Perambulating down a dark Grays Inn Road Arthur Machen came to mind, I think he lived here, he certainly mentions it in his book The London Adventure, “what strange things I experienced in chambers in Grays Inn”. It also became his base camp for ventures further afield,

“But in writing this book of mine I was to dip rather into the later years; into the 1895-99 period when I first found out the wonders that lie to the eastward of the Gray’s Inn Road, when Islington and Barnsbury and Canonbury were discovered, when Pentonville ceased to be a mere geographical expression.”

 

The sound of Manze’s Pie and Mash shop Chapel Market

I recorded this audio clip whilst stopping for some much needed Pie and Mash on one of the walks for This Other London. It’s got great acoustics – something to do with all those tiles and marble worktops.
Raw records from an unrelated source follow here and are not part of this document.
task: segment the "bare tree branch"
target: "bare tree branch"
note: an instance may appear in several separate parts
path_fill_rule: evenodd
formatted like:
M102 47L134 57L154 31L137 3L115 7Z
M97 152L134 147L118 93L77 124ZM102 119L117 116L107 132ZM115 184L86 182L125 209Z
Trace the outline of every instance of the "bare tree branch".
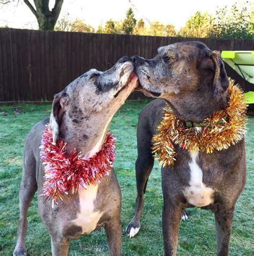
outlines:
M63 0L56 0L55 5L52 9L52 14L56 19L57 19L63 5Z
M29 2L29 0L24 0L24 2L29 7L29 9L31 10L32 12L33 12L34 16L37 18L37 12L33 5Z

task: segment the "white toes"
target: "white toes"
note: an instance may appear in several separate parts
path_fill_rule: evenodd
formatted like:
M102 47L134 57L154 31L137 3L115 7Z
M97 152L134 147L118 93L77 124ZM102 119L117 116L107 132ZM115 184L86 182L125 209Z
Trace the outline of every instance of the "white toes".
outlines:
M185 212L184 212L182 214L181 218L183 221L187 221L187 219L188 219L188 216L185 214Z
M129 234L129 237L130 237L130 238L133 237L135 234L136 234L137 233L138 233L138 232L139 231L139 229L140 227L131 227Z

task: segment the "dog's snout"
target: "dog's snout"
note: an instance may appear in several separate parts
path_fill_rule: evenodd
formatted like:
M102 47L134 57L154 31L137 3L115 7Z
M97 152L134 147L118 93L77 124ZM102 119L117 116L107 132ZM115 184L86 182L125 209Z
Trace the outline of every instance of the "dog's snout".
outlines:
M124 63L124 62L126 62L126 61L128 61L128 60L130 60L130 58L128 57L128 56L124 56L123 57L122 57L118 60L118 62L119 63Z
M136 66L140 66L145 63L145 60L144 59L135 55L135 56L132 56L131 58L131 61L132 62L136 65Z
Here’s a bit from the book:

I move on quickly into Chapel Market where I can sate the desire for Manze’s pie and mash that had been stirred in Walthamstow. I order a small pie and with a dollop of mash smeared around one side of the plate and swimming in parsley liquor, it is placed on the marble counter top. The tea comes in a glass mug with the spoon standing upright. I settle on a wooden bench in one of the booths under the glow of a line of petal-shaped lights reflecting in the mirrors. It is a gleaming working-class food palace. The white-tiled walls are broken up with brown borders containing a band of decorated green tiles embossed with a chain of ribboned flowers.This Other London p.233

This Chapel Market Manze’s (there are a few dotted around London that grew out of the original empire established by Michaele Manzo, an Italian immigrant from Ravello) features in the film version of The London Nobody Knows. It makes a going for pie and mash look like a trip to the Twilight Zone.